Prim wrote: ... I have a hard time envisioning the kind of sustained selective pressure that would produce that effect over time in populations wiith long generation times.
Hm ... I'm not sure I follow this. We do evolve, in spite of our relatively long lifetimes ... For the top predator it's the supply line that matters, so it seems to me that all the selective pressures we've experienced must have taken that form. Anything that kept us midway between critical mass and carrying capacity would be favored in the long run. But I probably misunderstood what you meant.
Just speculating off the top of my head here, because I don't know anything about the biology of sexual preference, but it occurs to me that this might be like the question, "what good is half an eye?" The answer depends on what that half an eye was doing.
It might be that bisexual behavior was originally favored because it reduced intragroup conflict. In all mammals except humans, the females are only available when they're in heat, but selection would favor males that were johnny-on-the-spot whenever the female was ready (that is, synchronizing two cycles would be a relative disadvantage in species with low numbers of offspring), providing that what you did with the testosterone the rest of the time was to make love and not war.
Overpopulation might damp the reproductive urge in general via hormonal changes, i.e. non-human females don't come into heat when there is insufficient food, and then male homosexuality is the fallback position. We don't know the basis for sexual attraction really ... it
could be that human females are also less attractive, for reasons not fully understood, when there is resource scarcity. And when the scarcity is severe, as you noted, women become unable to reproduce anyway.

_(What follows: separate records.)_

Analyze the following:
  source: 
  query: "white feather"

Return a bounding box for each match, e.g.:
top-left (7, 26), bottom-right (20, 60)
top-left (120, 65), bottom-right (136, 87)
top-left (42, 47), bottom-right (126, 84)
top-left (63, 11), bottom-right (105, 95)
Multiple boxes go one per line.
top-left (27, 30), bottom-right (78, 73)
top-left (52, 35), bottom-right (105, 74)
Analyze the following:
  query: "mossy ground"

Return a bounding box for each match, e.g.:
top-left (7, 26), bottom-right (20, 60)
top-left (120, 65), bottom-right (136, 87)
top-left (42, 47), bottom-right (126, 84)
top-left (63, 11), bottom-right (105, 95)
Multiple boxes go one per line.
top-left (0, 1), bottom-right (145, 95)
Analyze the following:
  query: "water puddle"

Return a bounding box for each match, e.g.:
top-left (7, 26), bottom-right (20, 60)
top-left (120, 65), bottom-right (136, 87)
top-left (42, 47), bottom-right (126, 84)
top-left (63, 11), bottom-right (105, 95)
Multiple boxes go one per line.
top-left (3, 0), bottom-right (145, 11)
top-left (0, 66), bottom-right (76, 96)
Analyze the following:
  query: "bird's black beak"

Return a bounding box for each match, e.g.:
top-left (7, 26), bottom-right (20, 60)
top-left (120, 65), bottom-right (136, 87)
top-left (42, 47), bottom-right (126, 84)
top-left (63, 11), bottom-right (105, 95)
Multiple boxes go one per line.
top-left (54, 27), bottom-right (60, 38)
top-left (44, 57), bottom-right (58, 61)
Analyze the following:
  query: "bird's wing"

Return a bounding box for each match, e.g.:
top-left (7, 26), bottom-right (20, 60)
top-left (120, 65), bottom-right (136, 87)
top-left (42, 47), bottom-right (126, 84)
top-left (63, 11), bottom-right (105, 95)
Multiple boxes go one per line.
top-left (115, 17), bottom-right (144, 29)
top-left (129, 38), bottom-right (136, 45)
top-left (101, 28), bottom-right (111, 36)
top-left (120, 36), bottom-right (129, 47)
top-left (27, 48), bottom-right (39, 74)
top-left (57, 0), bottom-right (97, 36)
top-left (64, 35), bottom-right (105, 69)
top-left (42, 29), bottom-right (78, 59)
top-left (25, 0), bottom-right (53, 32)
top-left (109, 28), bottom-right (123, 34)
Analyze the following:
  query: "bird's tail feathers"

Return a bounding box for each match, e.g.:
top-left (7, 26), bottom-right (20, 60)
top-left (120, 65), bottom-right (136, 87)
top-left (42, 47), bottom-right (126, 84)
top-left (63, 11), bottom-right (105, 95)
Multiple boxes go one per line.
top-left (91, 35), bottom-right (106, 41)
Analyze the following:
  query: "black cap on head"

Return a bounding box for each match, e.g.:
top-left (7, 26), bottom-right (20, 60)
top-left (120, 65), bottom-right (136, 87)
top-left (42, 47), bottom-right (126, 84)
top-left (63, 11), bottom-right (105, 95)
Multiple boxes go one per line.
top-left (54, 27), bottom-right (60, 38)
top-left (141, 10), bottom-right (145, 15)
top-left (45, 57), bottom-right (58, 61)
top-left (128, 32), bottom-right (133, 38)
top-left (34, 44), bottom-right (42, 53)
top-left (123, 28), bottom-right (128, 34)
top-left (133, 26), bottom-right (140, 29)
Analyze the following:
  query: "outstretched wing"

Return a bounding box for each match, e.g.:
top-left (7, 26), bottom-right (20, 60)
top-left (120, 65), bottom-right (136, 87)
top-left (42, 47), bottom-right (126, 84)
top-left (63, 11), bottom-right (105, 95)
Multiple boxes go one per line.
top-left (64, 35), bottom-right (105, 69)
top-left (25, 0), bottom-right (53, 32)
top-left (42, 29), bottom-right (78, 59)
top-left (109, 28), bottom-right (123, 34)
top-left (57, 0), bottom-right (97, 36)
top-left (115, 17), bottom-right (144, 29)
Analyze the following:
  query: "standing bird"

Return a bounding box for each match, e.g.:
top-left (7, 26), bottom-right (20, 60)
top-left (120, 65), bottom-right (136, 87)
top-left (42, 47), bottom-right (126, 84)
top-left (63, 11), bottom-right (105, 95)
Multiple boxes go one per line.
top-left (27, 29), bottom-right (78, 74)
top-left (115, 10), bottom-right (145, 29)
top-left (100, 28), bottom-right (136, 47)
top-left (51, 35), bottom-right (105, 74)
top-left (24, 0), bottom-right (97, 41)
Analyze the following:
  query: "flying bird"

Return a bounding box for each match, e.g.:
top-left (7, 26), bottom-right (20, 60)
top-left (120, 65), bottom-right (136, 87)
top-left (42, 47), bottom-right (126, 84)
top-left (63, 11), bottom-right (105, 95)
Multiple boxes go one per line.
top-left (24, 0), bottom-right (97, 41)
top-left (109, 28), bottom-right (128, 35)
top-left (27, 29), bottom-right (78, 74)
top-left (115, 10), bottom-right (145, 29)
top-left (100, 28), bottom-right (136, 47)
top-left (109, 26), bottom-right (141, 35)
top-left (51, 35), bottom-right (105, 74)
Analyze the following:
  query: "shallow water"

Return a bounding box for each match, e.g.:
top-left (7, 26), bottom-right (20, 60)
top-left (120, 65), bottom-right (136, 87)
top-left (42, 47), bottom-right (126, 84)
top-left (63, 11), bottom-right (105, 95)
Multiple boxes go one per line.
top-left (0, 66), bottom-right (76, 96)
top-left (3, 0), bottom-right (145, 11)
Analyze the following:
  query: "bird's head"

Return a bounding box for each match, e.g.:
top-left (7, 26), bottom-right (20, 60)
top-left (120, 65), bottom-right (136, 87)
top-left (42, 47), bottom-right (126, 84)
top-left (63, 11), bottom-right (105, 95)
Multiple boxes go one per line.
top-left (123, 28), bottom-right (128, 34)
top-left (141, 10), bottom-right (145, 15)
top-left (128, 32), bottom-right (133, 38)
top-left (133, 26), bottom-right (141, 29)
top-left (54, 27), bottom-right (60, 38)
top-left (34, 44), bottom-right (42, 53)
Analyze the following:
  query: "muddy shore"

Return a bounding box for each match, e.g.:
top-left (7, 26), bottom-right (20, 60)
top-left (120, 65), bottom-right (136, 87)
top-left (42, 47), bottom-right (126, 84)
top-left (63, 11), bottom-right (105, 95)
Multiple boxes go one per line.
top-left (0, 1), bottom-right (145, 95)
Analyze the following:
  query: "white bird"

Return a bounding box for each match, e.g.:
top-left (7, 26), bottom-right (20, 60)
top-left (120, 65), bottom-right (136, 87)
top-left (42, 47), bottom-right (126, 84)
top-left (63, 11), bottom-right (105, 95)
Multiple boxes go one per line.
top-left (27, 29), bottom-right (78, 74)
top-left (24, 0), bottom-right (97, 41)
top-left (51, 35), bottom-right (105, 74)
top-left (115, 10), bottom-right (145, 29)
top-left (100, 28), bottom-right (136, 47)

Thing is ... any mechanism that operates primarily to remove males from the reproductive cycle is a weak inhibitor. It would be a lot more effective if female homosexuality were the primary effect ... but then, most of us would benefit from having three arms (I know I would!) and we haven't evolved one of those either.
Or, it could be that female homosexuality did appear as a primary inhibitor at one time and it was
too effective.
Sociologically, female infanticide is the common response to overpopulation. That's effective within one generation, without changing reproductive capacity in the generations beyond.
There was an interesting longitudinal study done at U. Penn on determinants of family size, but I don't have time to tell about it right now 'cos I have to get to school.